I'm not quite sure which behaviour is the problematic one here: the fact that the first block of code creates an 'empty' MultiIndex that has values in levels, or that to_excel doesn't write a DataFrame with such an index to file properly. The 'empty' MultiIndex behaviour is a little bit anomalous by itself, because a similar block of code (below) will cause a KeyError. The KeyError is 'suppressed' by the fact that there is a third level in the MultiIndex.

mi = pd.MultiIndex.from_arrays([ np.array(['a', 'a', 'b', 'b']), np.array(['1', '2', '2', '3']), ], names=['one', 'two']) df = pd.DataFrame(np.random.rand(4, 3), index=mi) df2 = df.loc[('b', '1'), :]

I initially ran into this behaviour (the IndexError) when using xs, but since xs seems to be headed for the deprecation guillotine, I figured I'd rewrite this with loc instead.

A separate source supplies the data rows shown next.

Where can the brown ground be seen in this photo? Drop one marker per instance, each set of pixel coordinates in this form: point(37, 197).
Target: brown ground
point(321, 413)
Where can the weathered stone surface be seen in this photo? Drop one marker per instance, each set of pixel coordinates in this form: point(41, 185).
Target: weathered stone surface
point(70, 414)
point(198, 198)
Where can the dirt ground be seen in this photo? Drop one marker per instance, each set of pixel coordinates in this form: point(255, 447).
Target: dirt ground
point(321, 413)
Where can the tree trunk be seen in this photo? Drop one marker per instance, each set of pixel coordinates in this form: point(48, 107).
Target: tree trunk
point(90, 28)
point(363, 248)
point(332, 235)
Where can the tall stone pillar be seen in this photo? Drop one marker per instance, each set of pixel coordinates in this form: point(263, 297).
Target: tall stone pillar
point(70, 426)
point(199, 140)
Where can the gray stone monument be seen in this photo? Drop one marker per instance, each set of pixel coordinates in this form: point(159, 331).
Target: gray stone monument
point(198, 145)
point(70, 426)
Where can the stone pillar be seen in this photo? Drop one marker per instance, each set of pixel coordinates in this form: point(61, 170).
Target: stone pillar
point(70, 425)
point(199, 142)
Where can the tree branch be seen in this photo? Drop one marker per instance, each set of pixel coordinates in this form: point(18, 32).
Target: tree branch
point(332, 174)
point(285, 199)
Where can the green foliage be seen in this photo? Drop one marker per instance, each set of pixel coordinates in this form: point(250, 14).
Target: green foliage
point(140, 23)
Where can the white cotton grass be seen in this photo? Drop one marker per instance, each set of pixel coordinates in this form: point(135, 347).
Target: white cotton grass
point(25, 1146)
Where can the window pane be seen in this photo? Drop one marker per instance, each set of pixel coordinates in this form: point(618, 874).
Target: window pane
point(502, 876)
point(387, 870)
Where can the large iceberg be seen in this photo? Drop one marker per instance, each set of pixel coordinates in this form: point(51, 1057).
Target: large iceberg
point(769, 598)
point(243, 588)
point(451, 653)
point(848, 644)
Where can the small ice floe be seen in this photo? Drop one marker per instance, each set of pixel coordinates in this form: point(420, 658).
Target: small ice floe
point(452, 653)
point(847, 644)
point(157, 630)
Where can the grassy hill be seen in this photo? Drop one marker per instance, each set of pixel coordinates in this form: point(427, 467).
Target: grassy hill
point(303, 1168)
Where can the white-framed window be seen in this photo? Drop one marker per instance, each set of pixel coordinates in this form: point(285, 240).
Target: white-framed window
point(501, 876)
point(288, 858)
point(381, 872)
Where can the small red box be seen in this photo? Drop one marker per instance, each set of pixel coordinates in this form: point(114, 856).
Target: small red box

Output of pd.show_versions()

INSTALLED VERSIONS

commit: None
python: 3.6.1.final.0
python-bits: 64
OS: Linux
OS-release: 4.4.0-43-Microsoft
machine: x86_64
processor: x86_64
byteorder: little
LC_ALL: None
LANG: en_US.UTF-8
LOCALE: en_US.UTF-8

pandas: 0.22.0
pytest: None
pip: 9.0.1
setuptools: 27.2.0
Cython: None
numpy: 1.14.0
scipy: 1.0.0
pyarrow: None
xarray: None
IPython: 6.2.1
sphinx: None
patsy: None
dateutil: 2.6.1
pytz: 2017.3
blosc: None
bottleneck: None
tables: 3.4.2
numexpr: 2.6.4
feather: None
matplotlib: None
openpyxl: 2.4.9
xlrd: 1.1.0
xlwt: None
xlsxwriter: None
lxml: None
bs4: None
html5lib: 1.0b10
sqlalchemy: None
pymysql: None
psycopg2: None
jinja2: 2.10
s3fs: None
fastparquet: None
pandas_gbq: None
pandas_datareader: None